Performance Degradation
Incident Report for RebelMouse
Postmortem

Incident Summary:
On August 24 from 11:21 EDT to 11:25 EDT, a subset of our users encountered difficulties accessing our services. We take this matter seriously and immediately initiated a thorough investigation to identify the root cause and mitigate the impact.

Root Cause:
The incident was traced back to a failure in our AWS VPC internal DNS resolver. This failure subsequently led to connectivity issues within our Mongo cluster. The secondary instances within the cluster were unable to establish connections with the Primary instance, causing the entire traffic load, including reads and writes, to be directed solely to the Primary instance. This sudden influx of traffic overwhelmed the Primary instance and resulted in the service disruption.

Mitigation Steps:
Upon identifying the issue, our emergency response team was promptly assembled to address the problem and restore services to normal operation. The team worked diligently to resolve the DNS resolver problem and restore proper connectivity within the Mongo cluster. We understand the importance of maintaining a resilient and reliable service environment.

Preventive Measures:
We are committed to preventing similar incidents from occurring in the future. To this end, we are implementing the following measures:

Redundancy and Failover: We will enhance the redundancy and failover mechanisms within our AWS infrastructure to ensure that connectivity disruptions are quickly mitigated without impacting the user experience. We are also reviewing the MongoDB cluster setup to ensure the most efficient configuration is being used.

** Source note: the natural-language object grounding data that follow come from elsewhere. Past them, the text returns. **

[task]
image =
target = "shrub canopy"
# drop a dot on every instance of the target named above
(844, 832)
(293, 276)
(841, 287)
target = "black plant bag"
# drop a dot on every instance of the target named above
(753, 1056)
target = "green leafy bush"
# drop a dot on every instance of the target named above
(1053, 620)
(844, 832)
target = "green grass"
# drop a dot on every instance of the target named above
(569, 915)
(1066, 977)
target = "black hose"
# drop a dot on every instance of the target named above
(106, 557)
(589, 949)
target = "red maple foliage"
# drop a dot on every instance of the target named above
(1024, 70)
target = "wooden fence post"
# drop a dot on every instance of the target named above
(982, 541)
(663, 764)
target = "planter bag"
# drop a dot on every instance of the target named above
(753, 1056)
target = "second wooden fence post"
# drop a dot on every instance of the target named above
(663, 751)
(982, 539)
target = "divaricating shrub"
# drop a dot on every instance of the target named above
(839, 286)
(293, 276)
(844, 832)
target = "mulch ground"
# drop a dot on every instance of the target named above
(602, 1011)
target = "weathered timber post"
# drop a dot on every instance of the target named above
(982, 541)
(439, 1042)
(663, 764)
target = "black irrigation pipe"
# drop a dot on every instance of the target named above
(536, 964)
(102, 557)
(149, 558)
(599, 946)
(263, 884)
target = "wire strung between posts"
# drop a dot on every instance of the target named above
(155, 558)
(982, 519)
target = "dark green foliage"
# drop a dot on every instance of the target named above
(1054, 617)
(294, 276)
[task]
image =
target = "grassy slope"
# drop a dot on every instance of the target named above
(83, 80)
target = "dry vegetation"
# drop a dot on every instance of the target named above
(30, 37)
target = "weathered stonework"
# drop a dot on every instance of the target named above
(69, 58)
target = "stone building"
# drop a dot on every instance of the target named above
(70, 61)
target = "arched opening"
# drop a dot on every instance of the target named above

Additionally, we want to inform you that we have reached out to AWS to request further details about the DNS failure that occurred. We believe that this will help us fortify our systems against similar issues in the future.

Posted Aug 25, 2023 - 04:42 EDT

Resolved
This incident has been resolved.
Posted Aug 24, 2023 - 12:00 EDT
Monitoring
A fix has been implemented and we are monitoring the results.
Posted Aug 24, 2023 - 11:38 EDT
Investigating
We are currently investigating this issue.
Posted Aug 24, 2023 - 11:32 EDT
This incident affected: Mongo Cluster.